1987 3807 The fwd AC unit is not blowing cold air. It will blow warm. My son turned the thermostat up a little each time he felt it wasn't cold enough. Now it's all the way up to the cooler side (old style 3 knob dials). If I turn it slowly towards warmer, I can hear the click in the switch. If I keep turning it, no other clicks. That tells me that the click I heard was the heat-side circuit cycling on and it does. When I turn it towards cooler, I can hear the click when its almost all the way over to cold which is the heat side circuit cycling off and it does. The dial then limits out on the cool side without another click which would normally be the cool side cycling on. (Or well before the dial limit) I'm thinking either the knob itself has an issue or the thermometer bulb at the intake is faulty. Has anyone else experienced this?
Cruisair? I have a vertical 3 knob complete unit I removed when replacing my ac if you decide you need parts I can sell.
This, and now when you need to replace a unit. The new dometic units will use either new display from cruiseair or marineair......they're not brand specific anymore.
He may not want to spend what it cost to upgrade on a old ac unit. A fx thermostst will be a few hundred and yes they are nice. but whatever I offered a alternative that would work if that's the issue that will be way less.
If it's still warm in the cabin, you will not get the warm on-click since it's already hot in the cabin your hearing the cool on/off click. You still have another problem.
You can confirm this theory by monitoring the cooling water pump. If the click you heard was the heat coming on the cooling water pump should come on and you should see water exiting the boat. (naturally this only makes sense if this is the only A/C turned on during the experiment).
Good idea if the compressor and the pump are wired together. Some older 3 knob controls turn the pump on when the fan is on (old start position). An other crude thought, put an ice cube on the bulb. Your clicks will change and you may feel two clicks for a while before it gets to cold.
Water pump comes on immediately on mine. Not wired in conjunction with the two compressors that it serves.
It should not, it should have a trigger box so that it only comes on when 1 of the air conditioners are calling for a/c or heat. If it's on 24/7, then you have a bad trigger or bad trigger board).
I will look at the control wiring, since you mentioned it. The system has worked in this way for 23 years and I never questioned it. Edit: no card. A small Cruisair box with a power relay inside. Either compressor gets turned on and the March pump starts. There is some info on the data plate but I crawled in w\o my cheaters so we may never know what it says.
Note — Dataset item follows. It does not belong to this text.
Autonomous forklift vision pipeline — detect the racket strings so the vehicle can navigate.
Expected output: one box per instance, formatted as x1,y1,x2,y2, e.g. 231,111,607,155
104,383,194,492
Older pump controllers (PC2 or PRC2) relied on an old solid state relay. Offering isolation between the two A/C controls. The older 3 knob controls, when you turned on the fan, the pump would come on then. The real old panels were labeled Start. Then after checking for water flow and fan operation, turn the knob to the Run position where the compressor would run depending on the thermostat setting and the pump & fan would continuously run. Later panels were labeled Fan then Run. Regardless of the compressor running or not, the pump runs. Later 3 knob controls that we commonly see today, the pump usually cycles with the compressor. It's all in the purple and black/red wires on the back of the 3 knob controls.
We may be coming accross an opportunity for the lucky owners that have the old design. It should be entertaining to upgrade the controllers to end up with higher temperature setting precision and reduction of usage to pump and fan.
Hi guys, I've been off the grid anchored in God's country. To answer some, if not all, of the questions....old style three knobs. Pump runs all the time as long as one of the units is turned on and that means to START. Always has been this way. Turns out the thermostat was faulty. The distributor of Dometic up here says they will fail after decades of use and that's why he has them in stock. Picked one up and installed it yesterday. All good now. They've added an extention on the copper capillary tube. Now, you run the extention past the evap coil and into the outbound air flow. Thanks for the input.